The word “encyclopedic” crops up in more than a few reviews—see Peter Conrad in the Observer, for example, or Tim Riley in the Los Angeles Review of Books, and at 4Columns, Geeta Dayal suggests that, while Wagnerism is “an important book,” it’s “also many books in one.” There’s just an awful lot of influence to map. In cinema and television alone, Wagner’s music can be heard on more than a thousand soundtracks, but “the Wagnerization of film,” as Ross puts it in a recent issue of the New Yorker, extends far beyond the composer’s IMDb credits. “Cinema’s integration of image, word, and music promised a fulfillment of [Wagner’s] idea of the Gesamtkunstwerk, or ‘total work of art,’” writes Ross. “His informal system of assigning leitmotifs to characters and themes became a defining trait of film scores.

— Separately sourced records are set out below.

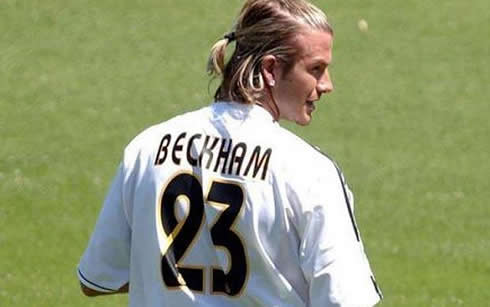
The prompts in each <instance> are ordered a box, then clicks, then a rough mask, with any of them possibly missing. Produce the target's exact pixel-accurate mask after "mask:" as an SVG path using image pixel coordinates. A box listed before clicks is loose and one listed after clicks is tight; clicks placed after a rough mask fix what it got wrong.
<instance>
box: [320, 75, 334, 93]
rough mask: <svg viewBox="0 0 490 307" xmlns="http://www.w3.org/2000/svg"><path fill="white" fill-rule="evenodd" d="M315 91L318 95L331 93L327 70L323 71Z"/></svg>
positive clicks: (329, 78) (328, 78)
mask: <svg viewBox="0 0 490 307" xmlns="http://www.w3.org/2000/svg"><path fill="white" fill-rule="evenodd" d="M317 91H318V94H320V95H321V94H325V93H330V92H332V91H333V83H332V79H331V78H330V73H329V72H328V69H326V70H325V73H324V74H323V76H322V77H321V78H320V80H318V84H317Z"/></svg>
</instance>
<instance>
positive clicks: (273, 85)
mask: <svg viewBox="0 0 490 307" xmlns="http://www.w3.org/2000/svg"><path fill="white" fill-rule="evenodd" d="M278 64H279V62H278V60H277V58H276V57H275V56H273V55H266V56H264V58H263V59H262V67H261V73H262V77H263V78H264V82H265V84H267V85H269V86H274V84H275V83H276V77H277V68H278V67H277V66H278Z"/></svg>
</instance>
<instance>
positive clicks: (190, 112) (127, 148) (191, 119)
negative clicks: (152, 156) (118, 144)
mask: <svg viewBox="0 0 490 307" xmlns="http://www.w3.org/2000/svg"><path fill="white" fill-rule="evenodd" d="M209 114H210V111H209V107H204V108H201V109H198V110H195V111H190V112H187V113H184V114H181V115H177V116H175V117H172V118H170V119H168V120H166V121H163V122H160V123H158V124H155V125H153V126H150V127H148V128H146V129H145V130H143V131H142V132H140V133H139V134H138V135H136V136H135V137H134V138H133V139H132V140H131V141H130V142H129V143H128V145H127V146H126V148H125V150H124V155H125V157H128V158H131V157H134V156H135V155H139V154H152V153H153V152H154V151H155V148H153V147H151V146H154V142H155V139H158V138H161V136H162V135H163V134H165V133H171V132H173V131H175V130H177V129H182V127H186V126H190V123H191V124H192V126H193V127H196V126H198V125H199V123H200V122H204V121H205V120H206V119H208V118H209Z"/></svg>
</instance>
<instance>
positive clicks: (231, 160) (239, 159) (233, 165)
mask: <svg viewBox="0 0 490 307" xmlns="http://www.w3.org/2000/svg"><path fill="white" fill-rule="evenodd" d="M239 149H241V150H240V153H237V152H238V150H239ZM246 153H247V144H245V143H243V142H240V143H238V144H237V145H236V146H235V147H234V148H233V151H232V153H231V161H230V165H229V167H228V174H230V175H231V174H232V172H233V168H234V167H235V166H236V170H235V175H237V176H238V175H240V170H241V169H242V163H243V158H244V157H245V154H246Z"/></svg>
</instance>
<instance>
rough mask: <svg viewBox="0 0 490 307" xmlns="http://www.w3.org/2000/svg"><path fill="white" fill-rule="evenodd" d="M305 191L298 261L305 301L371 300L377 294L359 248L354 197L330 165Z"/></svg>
mask: <svg viewBox="0 0 490 307" xmlns="http://www.w3.org/2000/svg"><path fill="white" fill-rule="evenodd" d="M309 191H310V193H308V197H309V200H307V201H308V202H309V203H310V204H313V205H312V206H309V208H308V211H307V212H306V213H305V214H304V222H303V223H304V226H303V229H304V233H303V238H302V242H301V246H300V257H301V265H302V269H303V272H304V275H305V277H306V279H307V281H308V282H309V306H345V307H347V306H348V307H354V306H359V307H361V306H362V307H367V306H374V305H375V304H376V303H377V302H378V301H379V300H380V299H382V295H381V292H380V291H379V288H378V286H377V284H376V281H375V280H374V277H373V273H372V271H371V268H370V266H369V263H368V260H367V257H366V255H365V253H364V248H363V245H362V241H361V238H360V235H359V231H358V229H357V225H356V222H355V218H354V213H353V197H352V193H351V192H350V190H349V188H348V187H347V184H345V182H344V179H343V175H342V173H341V172H340V171H339V170H338V169H337V168H336V167H335V166H332V168H331V169H330V171H327V172H325V173H323V174H322V175H321V176H319V178H318V179H317V180H316V182H315V183H314V184H313V185H312V187H311V188H310V190H309Z"/></svg>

And Hollywood has drawn repeatedly from Wagner’s gallery of mythic archetypes: his gods, heroes, sorcerers, and questers.”
Embraced by Bolsheviks and Nazis alike, Wagner was a vortex of contradictions, “an anti-Semite and a racist who praised the Civil War as ‘the only war whose aim was humane’ for ending slavery and cheered the king of Zululand for defeating the British,” as Ashley Naftule notes at the A.V. Club. “Because of what Ross calls ‘the emphatic vagueness of his convictions,’ entire groups who would have good reason to dismiss Wagner could still claim him as one of their own.” Though he inspired figures as varied as Black activist and historian W. E. B. Du Bois, novelist Willa Cather, and architect Louis Sullivan, Wagner will nevertheless be indelibly marked by one association above all others.
In the New Republic,Adam Kirsch argues that “the deep compatibility between Wagnerism and Nazism reveals something essential about the composer that lovers of his music have no choice but to reckon with.” Ross’s reckoning leads to the argument that Wagner’s work is simply too multifarious, too great to cede to Hitler alone. “Instead of uniformly absolving or canceling Wagner,” writes Olivia Giovetti at Literary Hub, “Ross instead asks across 800 pages if we can hold the two impulses at the same time.”
Talking to Lindsay Pereira in the Observer, Ross suggests that “Wagnerism really ended as a worldwide phenomenon” after the Second World War. “Werner Herzog and Terrence Malick have made beautiful references to Wagner in their films, often focusing on the theme of the ruination of nature, which is a preoccupation of Wagner’s Ring cycle. The philosophers Alain Badiou and Slavoj Žižek have presented vigorous new interpretations of Wagner. So Wagnerism goes on, but more as a kind of underground.”